Uber Eats appears to have an edge over Foodpanda in terms of service quality. From January to April, Foodpanda was involved in 564 consumer disputes while Uber Eats had just 80, according to the Executive Yuan’s Consumer Protection Committee. Of Foodpanda’s consumer disputes, 368 occurred because delivery drivers canceled orders after being unable to reach customers. Another 108 pertained to food quality or quantity. About half of the disputes involving Uber were related to the automatic renewal of its Eats Pass subscription program, which costs NT$120 a month for unlimited free delivery of orders over NT$199.

Foodpanda’s app seems more prone to glitches, such as sometimes logging users out abruptly. The English version of the app automatically translates text typed to a delivery driver in Chinese into broken English on the user’s screen, perhaps assuming that the non-native Chinese speaker would prefer that to the Chinese characters originally written.

Nevertheless, Foodpanda is expanding aggressively. In June, Foodpanda said that it would roll out its 24-hour Taipei and New Taipei City service nationwide. The service is now available in every county on Taiwan’s main island.

Looking ahead, regulatory challenges remain for both Foodpanda and Uber Eats. AppWorks’ Liu notes that the Ministry of Labor considers delivery drivers to be employees, while the food-delivery services regards them as contractors. Under the Labor Standards Act, food couriers have maximum daily working hours, are entitled to one fixed day of rest per week, and must receive double pay on national holidays. 

Uber Eats says that the labor regulations do not fit its business model, which allows drivers to set their own working hours and decline assignments they do not want to take.

“We hope that the government will discuss with all relevant stakeholders, including platform operators, and create regulations that protect the interests of delivery workers, but also allow this innovative service to prosper,” Uber Eats said in a public statement.

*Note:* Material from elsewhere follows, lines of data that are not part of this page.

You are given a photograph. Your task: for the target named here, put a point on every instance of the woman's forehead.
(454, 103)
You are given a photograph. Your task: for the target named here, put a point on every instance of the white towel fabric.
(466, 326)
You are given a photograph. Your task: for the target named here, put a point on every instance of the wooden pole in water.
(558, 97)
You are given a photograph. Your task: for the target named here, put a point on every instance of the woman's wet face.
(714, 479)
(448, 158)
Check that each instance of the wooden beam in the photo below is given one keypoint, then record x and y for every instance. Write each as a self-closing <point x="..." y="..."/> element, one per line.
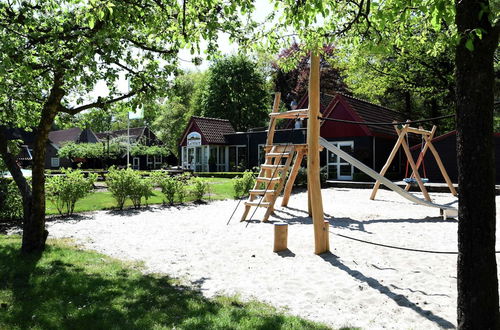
<point x="401" y="137"/>
<point x="441" y="167"/>
<point x="313" y="165"/>
<point x="420" y="131"/>
<point x="272" y="121"/>
<point x="421" y="156"/>
<point x="406" y="148"/>
<point x="292" y="177"/>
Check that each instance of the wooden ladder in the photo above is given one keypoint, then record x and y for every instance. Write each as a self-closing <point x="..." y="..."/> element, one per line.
<point x="271" y="179"/>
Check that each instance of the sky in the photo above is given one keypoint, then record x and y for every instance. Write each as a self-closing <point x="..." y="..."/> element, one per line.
<point x="263" y="8"/>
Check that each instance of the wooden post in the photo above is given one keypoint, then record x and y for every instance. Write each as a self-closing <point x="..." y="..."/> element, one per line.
<point x="292" y="176"/>
<point x="400" y="140"/>
<point x="421" y="156"/>
<point x="280" y="236"/>
<point x="313" y="166"/>
<point x="406" y="148"/>
<point x="441" y="167"/>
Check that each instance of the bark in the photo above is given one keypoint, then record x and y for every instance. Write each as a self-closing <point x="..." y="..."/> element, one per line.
<point x="477" y="283"/>
<point x="15" y="170"/>
<point x="408" y="106"/>
<point x="34" y="232"/>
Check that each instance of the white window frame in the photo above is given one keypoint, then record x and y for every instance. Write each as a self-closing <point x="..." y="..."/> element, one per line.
<point x="339" y="163"/>
<point x="54" y="161"/>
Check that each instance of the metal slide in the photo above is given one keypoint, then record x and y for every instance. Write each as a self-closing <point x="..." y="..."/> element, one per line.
<point x="448" y="211"/>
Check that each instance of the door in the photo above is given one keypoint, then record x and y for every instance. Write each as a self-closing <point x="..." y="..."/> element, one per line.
<point x="339" y="169"/>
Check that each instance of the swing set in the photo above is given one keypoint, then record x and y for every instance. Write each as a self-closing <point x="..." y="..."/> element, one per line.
<point x="282" y="162"/>
<point x="415" y="179"/>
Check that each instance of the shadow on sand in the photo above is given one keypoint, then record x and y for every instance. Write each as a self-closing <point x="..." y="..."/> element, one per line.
<point x="385" y="290"/>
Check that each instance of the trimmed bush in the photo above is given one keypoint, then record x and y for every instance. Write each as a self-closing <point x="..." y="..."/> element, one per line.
<point x="200" y="188"/>
<point x="11" y="201"/>
<point x="140" y="188"/>
<point x="66" y="189"/>
<point x="167" y="185"/>
<point x="180" y="189"/>
<point x="119" y="183"/>
<point x="242" y="185"/>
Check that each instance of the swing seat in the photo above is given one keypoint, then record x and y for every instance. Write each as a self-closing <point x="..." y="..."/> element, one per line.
<point x="414" y="181"/>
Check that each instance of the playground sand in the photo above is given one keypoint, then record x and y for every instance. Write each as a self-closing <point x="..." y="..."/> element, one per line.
<point x="357" y="284"/>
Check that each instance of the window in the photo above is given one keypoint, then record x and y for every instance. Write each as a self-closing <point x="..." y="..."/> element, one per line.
<point x="237" y="158"/>
<point x="339" y="169"/>
<point x="54" y="162"/>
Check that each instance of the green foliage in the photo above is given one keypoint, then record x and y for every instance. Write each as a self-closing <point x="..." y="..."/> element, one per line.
<point x="181" y="190"/>
<point x="119" y="183"/>
<point x="13" y="146"/>
<point x="103" y="293"/>
<point x="100" y="150"/>
<point x="242" y="185"/>
<point x="73" y="150"/>
<point x="11" y="202"/>
<point x="66" y="189"/>
<point x="142" y="150"/>
<point x="140" y="188"/>
<point x="199" y="188"/>
<point x="235" y="90"/>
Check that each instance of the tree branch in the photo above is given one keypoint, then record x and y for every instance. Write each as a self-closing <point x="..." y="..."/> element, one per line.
<point x="99" y="103"/>
<point x="150" y="48"/>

Some restaurateurs say they can do without Uber Eats. Duncan Smith, co-owner of Taipei’s Craft House, which specializes in craft beer and pizza, says that the company’s fees are too high. “We used to use Uber Eats, but not anymore. For a small business, 33% per transaction is a huge chunk of money to hand over. Plus, we can’t sell alcohol on the Uber platform because it’s considered online sales, which are forbidden by Taiwanese law.” 

Beer is a large part of the Craft House’s business. Pubs also occupy a certain niche in the food-and-beverage business. It’s hard to duplicate the experience at home, especially ther draught beer and live music.

For small outlets focused squarely on food, though, delivery service could be here to stay.

“The noodle shop owned by my friend’s family now relies on Uber Eats on rainy days, and it rains a lot in Taiwan,” says AppWorks’ Liu.